Bronwyn Herbert reported this story on Wednesday, July 29, 2009 12:42:00

PETER CAVE: Australian scientists have developed the world's first genetically-modified strain of
malaria that will now be used as a live vaccine against the disease.

Human trials of the vaccine will start in the United States early next year.

Malaria kills more than one million people each year, most of them children.

Bronwyn Herbert spoke to Professor Alan Cowman from the Walter and Eliza Hall Institute in
Melbourne. He is leading the international research team

ALAN COWMAN: We can now delete the genes from the parasite at will and essentially cripple it and
that's what the vaccine that we are going to test in human trials in February. It is essentially a
crippled parasite, malaria parasite that cannot cause disease.

These clinical trials will enable us to hopefully show that it works and then we will go onto the
next step.

BRONWYN HERBERT: Professor Cowman, are you confident the vaccine will be safe for humans?

ALAN COWMAN: Previously, people have been infected in the same way with malaria parasites but not
genetically modified malaria parasites and so all of those trials previously have been very safe.

But essentially this trial is to do two things. One is to work out safety but also to challenge the
volunteers and determine whether they are protected.

BRONWYN HERBERT: Why is the research or the trials with humans taking place in the United States?

ALAN COWMAN: Because the Walter Reed Army Institute have a lot of experience in doing these sort of
trials. They have the insectary where we can send the malaria parasite that we've constructed in
the laboratory and they can infect mosquitoes and then allow them to infect people.

So they can do the human trials. They have a lot of experience in it whereas we do not have the
insectary in Australia that enables us to do that.

BRONWYN HERBERT: Have you got any idea yet what it would actually cost to produce this type of

ALAN COWMAN: No, at this stage we haven't. We haven't got to that point. Really this is principle
to really work out whether the vaccine works in the way that we think it will. We know it works
very well in mice.

All mice that have been vaccinated have been protected against malaria. We need to now test it in
humans and make sure it works well there and is safe and considerations of cost will come after

BRONWYN HERBERT: From here, what are the main challenges in rolling out this type of vaccine into
parts of the world like sub-Saharan Africa most affected by this killer disease?
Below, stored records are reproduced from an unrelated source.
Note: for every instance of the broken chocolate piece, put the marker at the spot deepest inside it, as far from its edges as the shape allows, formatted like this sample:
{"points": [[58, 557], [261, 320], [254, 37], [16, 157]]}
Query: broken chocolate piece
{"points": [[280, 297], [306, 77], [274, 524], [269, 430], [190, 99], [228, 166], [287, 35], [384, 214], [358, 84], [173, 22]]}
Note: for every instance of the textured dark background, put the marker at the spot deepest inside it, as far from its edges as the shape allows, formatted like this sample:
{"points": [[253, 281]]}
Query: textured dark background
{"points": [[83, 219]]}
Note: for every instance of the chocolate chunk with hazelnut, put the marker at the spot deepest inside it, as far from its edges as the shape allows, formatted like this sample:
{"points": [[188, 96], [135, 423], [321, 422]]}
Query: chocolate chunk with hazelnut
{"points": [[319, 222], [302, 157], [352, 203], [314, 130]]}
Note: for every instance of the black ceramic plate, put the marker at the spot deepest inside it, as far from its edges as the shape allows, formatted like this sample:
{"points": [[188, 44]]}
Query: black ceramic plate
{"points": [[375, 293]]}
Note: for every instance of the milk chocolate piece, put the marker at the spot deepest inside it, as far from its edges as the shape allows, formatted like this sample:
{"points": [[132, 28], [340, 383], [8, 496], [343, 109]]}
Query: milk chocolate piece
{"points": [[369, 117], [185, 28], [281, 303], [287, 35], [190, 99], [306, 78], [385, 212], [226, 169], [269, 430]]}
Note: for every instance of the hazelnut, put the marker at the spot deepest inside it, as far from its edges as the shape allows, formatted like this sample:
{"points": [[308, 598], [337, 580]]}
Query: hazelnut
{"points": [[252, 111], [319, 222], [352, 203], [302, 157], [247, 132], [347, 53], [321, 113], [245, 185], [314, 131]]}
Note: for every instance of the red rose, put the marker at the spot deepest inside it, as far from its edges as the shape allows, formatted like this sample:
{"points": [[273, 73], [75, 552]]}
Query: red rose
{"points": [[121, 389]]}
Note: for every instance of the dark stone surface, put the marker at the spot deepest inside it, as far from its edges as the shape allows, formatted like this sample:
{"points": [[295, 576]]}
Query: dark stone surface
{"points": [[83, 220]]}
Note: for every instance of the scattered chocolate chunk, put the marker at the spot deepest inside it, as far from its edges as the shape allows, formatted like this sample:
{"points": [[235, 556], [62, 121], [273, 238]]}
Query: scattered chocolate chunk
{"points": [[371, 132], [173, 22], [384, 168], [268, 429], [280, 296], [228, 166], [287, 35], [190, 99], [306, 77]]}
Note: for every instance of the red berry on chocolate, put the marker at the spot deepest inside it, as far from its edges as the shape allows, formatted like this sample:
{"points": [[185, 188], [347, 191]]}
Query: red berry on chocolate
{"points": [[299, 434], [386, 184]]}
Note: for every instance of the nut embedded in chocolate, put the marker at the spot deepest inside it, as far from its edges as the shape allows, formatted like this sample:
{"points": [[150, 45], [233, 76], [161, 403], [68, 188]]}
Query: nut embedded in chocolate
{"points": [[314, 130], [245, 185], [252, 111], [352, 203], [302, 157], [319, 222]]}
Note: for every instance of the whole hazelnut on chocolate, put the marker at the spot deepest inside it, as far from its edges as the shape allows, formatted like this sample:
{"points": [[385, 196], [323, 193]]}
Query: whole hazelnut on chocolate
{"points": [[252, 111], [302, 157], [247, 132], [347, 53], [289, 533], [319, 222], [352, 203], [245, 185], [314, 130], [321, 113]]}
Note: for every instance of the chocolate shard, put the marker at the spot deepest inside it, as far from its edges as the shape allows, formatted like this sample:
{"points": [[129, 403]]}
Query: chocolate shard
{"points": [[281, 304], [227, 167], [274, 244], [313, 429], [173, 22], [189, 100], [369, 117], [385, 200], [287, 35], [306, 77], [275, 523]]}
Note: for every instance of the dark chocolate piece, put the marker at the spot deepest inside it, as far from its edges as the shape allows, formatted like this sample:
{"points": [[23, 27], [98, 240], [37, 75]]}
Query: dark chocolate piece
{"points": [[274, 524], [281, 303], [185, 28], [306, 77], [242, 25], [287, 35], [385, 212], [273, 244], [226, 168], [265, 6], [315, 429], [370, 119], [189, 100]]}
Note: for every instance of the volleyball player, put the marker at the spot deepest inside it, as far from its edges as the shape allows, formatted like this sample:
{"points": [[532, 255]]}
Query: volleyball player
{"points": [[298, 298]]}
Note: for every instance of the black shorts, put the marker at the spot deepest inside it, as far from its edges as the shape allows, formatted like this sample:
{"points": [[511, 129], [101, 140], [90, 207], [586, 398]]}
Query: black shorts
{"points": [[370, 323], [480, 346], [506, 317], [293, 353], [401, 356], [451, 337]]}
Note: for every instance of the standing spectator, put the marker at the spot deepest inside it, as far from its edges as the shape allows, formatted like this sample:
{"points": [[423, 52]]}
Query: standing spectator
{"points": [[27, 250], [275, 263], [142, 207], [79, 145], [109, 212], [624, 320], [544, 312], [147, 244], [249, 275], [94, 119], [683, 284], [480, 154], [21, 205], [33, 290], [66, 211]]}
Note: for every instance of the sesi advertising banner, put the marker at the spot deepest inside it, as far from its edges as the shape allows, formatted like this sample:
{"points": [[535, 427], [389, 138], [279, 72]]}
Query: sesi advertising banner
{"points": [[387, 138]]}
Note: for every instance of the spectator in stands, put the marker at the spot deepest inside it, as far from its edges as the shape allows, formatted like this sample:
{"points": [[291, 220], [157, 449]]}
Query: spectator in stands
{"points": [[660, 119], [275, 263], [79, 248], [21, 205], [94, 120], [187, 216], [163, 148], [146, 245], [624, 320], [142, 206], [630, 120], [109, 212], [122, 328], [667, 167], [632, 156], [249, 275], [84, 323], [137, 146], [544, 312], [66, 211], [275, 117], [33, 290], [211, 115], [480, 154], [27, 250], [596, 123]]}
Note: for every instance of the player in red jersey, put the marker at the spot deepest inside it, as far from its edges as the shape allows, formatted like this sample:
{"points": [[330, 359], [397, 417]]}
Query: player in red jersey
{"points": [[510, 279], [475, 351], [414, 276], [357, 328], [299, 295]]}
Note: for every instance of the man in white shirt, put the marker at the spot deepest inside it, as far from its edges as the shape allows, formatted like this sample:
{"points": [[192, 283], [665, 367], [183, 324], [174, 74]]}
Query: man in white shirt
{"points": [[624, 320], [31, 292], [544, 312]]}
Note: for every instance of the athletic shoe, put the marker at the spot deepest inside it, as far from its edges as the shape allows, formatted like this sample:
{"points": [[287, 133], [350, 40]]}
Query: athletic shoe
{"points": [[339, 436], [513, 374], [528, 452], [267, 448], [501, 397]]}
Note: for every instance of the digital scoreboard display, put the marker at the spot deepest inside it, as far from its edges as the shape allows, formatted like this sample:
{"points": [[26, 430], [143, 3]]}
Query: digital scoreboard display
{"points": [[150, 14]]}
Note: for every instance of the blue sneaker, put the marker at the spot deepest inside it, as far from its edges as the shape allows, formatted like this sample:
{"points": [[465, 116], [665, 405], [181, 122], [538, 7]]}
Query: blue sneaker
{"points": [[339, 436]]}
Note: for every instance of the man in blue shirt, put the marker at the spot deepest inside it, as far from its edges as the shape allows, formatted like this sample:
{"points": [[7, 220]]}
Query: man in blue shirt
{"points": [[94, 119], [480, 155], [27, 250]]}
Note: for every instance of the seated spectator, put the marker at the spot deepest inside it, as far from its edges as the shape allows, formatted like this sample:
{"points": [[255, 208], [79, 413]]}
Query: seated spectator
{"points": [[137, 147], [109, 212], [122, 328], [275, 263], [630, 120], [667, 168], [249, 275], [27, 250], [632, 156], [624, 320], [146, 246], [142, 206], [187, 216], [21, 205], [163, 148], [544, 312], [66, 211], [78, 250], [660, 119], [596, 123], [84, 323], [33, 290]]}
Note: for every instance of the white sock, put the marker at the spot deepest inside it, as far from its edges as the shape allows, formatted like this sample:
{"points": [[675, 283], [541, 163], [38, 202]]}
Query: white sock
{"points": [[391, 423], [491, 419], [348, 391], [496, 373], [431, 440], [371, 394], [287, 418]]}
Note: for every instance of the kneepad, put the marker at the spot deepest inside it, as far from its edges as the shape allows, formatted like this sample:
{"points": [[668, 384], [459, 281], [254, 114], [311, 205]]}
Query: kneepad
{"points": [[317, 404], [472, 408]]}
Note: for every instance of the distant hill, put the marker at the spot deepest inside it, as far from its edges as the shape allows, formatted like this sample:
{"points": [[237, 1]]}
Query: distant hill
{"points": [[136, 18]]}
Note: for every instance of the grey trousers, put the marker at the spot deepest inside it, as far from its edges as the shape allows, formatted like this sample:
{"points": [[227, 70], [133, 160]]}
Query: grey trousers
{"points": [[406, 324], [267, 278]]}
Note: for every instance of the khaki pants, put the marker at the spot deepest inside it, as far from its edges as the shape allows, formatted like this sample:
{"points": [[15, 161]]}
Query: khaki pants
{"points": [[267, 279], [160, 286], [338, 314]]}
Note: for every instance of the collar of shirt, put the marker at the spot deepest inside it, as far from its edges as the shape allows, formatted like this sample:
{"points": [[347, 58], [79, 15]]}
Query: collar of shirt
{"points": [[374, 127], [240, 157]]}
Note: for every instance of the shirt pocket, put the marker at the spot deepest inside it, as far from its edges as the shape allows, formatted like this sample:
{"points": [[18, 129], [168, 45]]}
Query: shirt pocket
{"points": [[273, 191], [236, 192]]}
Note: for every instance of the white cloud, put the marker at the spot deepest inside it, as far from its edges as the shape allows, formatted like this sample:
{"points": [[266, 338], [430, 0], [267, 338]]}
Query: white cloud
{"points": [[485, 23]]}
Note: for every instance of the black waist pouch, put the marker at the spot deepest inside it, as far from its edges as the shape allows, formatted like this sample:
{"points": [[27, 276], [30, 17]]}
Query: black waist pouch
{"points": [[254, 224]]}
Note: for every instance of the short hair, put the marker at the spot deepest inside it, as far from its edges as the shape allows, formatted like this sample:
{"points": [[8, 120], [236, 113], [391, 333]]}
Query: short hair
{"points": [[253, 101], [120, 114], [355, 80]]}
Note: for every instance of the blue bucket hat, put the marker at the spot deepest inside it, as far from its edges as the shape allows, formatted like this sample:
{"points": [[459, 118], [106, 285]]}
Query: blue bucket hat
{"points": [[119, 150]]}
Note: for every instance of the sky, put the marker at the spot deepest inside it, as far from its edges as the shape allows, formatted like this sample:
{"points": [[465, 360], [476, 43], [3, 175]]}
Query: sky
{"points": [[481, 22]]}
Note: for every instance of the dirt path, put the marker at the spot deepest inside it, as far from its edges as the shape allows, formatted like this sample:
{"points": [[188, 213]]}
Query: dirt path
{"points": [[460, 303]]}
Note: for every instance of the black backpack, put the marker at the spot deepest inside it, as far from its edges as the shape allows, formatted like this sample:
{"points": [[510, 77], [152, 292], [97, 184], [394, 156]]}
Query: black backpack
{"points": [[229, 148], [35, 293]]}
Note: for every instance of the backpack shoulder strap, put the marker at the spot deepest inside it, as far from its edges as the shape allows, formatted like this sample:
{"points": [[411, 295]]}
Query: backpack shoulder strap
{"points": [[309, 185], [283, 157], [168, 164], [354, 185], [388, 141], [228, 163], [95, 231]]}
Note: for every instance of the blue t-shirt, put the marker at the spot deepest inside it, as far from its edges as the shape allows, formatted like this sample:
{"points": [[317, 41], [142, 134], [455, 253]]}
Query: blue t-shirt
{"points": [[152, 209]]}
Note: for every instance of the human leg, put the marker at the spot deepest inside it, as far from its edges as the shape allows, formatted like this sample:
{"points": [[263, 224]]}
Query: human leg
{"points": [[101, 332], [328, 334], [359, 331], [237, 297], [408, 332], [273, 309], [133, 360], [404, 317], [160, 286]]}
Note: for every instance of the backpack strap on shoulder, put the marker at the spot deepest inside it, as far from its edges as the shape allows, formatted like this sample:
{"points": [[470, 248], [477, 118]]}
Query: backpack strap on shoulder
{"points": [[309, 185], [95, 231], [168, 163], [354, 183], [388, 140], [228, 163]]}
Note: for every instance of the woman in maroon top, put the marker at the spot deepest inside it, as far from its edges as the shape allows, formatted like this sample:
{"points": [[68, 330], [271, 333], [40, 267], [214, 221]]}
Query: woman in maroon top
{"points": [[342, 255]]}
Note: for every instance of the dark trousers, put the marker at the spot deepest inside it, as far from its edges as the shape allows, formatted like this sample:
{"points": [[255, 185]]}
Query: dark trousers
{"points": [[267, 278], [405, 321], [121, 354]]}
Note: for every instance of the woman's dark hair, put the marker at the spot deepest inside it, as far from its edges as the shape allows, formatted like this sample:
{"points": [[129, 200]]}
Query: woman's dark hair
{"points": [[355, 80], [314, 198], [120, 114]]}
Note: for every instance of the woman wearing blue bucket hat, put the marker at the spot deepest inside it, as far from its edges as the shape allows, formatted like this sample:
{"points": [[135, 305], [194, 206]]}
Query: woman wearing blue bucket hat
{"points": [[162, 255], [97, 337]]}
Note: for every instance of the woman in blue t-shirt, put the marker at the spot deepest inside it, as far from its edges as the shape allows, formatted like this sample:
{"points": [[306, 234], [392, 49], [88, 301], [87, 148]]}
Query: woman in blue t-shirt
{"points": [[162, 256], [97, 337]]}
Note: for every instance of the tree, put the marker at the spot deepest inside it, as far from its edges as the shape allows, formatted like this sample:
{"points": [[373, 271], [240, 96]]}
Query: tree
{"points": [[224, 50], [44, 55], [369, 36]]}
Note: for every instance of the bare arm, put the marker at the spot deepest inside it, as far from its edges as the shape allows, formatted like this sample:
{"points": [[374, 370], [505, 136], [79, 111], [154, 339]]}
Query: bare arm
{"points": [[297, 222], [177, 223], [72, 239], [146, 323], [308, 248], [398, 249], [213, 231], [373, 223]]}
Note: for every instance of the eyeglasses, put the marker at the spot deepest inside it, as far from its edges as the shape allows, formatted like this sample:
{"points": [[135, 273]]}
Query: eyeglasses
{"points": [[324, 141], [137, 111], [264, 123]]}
ALAN COWMAN: There is still huge challenges. One of the issues is delivery of the vaccine like this
and that is a very big challenge because this is essentially a live vaccine that will need to be
stabilised and stored at low temperatures so to deliver that sort of vaccine to countries in
Africa, villages in Africa really is a huge logistical problem that will need to solved.

However again the Bill and Melinda Gates Foundation are spending a lot of money in research to try
and develop ways that stabilise vaccines such as this so that they can be stored at higher
temperatures such as room temperature and still be effective.

The amount of money that the Gates Foundation is spending on malaria research and developing new
drugs and malaria vaccines, it really is starting to have an effect and this is a, it's a very
exciting time to be in this area.

PETER CAVE: Professor Alan Cowman from Melbourne's Walter and Eliza Hall Institute of Medical
Research, speaking there to Bronwyn Herbert.